Elastic and Thermoelastic Effects on Thermal Water Convection in Fracture Zones

Abstract

AbstractNatural groundwater convection in fractures is an important mechanism of mass and heat transfer in the subsurface, locally altering temperature by several tens of degrees. The thermoelastic stresses resulting from these thermal anomalies induce thermal strains, which in turn alter the transmissivity (permeability times thickness) of the fracture and, therefore, the convective flow within. We investigate the effect of thermal strains on fracture convection patterns using a three‐dimensional thermo‐hydraulic‐mechanical numerical model, implementing the Barton‐Bandis relationship between fracture transmissivity and effective normal stress, which results in a downward‐narrowing of the fractures. When thermoelasticity is not taken into account, convection forms narrow upflow zones and wide downflow zones. Decreasing fracture stiffness results in similar upflow/downflow patterns, but restricted to the shallow portions of the fracture, creating relatively minor thermal changes.
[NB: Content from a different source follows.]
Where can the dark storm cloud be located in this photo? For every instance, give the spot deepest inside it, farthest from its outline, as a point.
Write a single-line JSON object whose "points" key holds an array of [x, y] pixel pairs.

When thermo‐elasticity is included in the model, thermal strains induced by cool downflow zones create narrow high‐transmissivity channels within the fracture, allowing convective flow to reach greater depths and significantly reducing the geothermal gradient near the fracture. Fracture stiffness is a key parameter in determining convection depth and thermal perturbation strength for a given set of host rock mechanical properties. When fracture stiffness is below some threshold, subsequent contractive thermoelastic strains were found to induce tensile failure of the host rock below the fracture, propagating and deepening the fracture into the host rock. This observation provides support to the previously proposed concept of convective downward migration.